FEMA triples its funding for low-interest loans funding disaster resilience projects
Due to a high level of interest, the Federal Emergency Management Agency (FEMA) is tripling its funding for low-interest loans for disaster resilience projects this year to $150 million. With the beginning of 2024, the agency launched its “Year of Resilience,” which includes a second funding opportunity for the Safeguarding Tomorrow Revolving Loan Fund grant program, according to a statement.
“We listened to our emergency management partners from across the nation and using their guidance, fine-tuned this new program and increased the funding to allow for more under-resourced communities to benefit from this opportunity,” said FEMA Administrator Deanne Criswel in the statemenl. “These low-interest loans will fund even more mitigation projects at the local level, increasing our nation’s resilience to natural hazards and climate change.”
The program, which is funded by the Bipartisan Infrastructure Law, provides capitalization grants to eligible applicants across the nation. In turn, applicants offer low-interest loans directly to local communities to reduce their vulnerability to disasters, promote equity, foster greater community resilience and reduce disaster impacts. The program has a goal of removing barriers and increasing equitable access to resilience-related funding.
It’s part of FEMA’s Hazard Mitigation Assistance program, which aims to increase resilience to extreme heat waves, drought, wildfires, floods and hurricanes by paying for “transformational projects that reduce risk to multiple hazards, support adaptation to future conditions and reduce the impact of all disasters on our nation’s most at-risk, underserved and disadvantaged communities,” the statement says.
Eligible applicants include states, territories and federal recognized tribes that have received a major disaster declaration. At the local level, elibile projects must increase the resilience of major economic sectors or critical infrastructure, and reduce the risk of harm to infrastructure. They also must involve a partnership with other eligible entities, and account for local impacts.
Eligible applicants include states, the District of Columbia, territories and federally recognized tribes that have received a major disaster declaration. Local governments may can then apply for low-interest loans for projects and activities that reduce the effects of natural hazards.
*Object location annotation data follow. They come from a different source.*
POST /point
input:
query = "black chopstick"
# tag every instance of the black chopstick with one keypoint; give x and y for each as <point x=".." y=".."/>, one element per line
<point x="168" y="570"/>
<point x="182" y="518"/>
Of the nearly $7 billion available in Bipartisan Infrastructure Law funding to FEMA, $500 million is invested in the Safeguarding Tomorrow Revolving Loan Fund program over five years to reduce disaster suffering and avoid future disaster costs. For the first year of the program, FEMA made $50 million available in capitalization grants. In addition, there are five additional FEMA mitigation and cyber security programs to receive multi-year Bipartisan Infrastructure Law funding.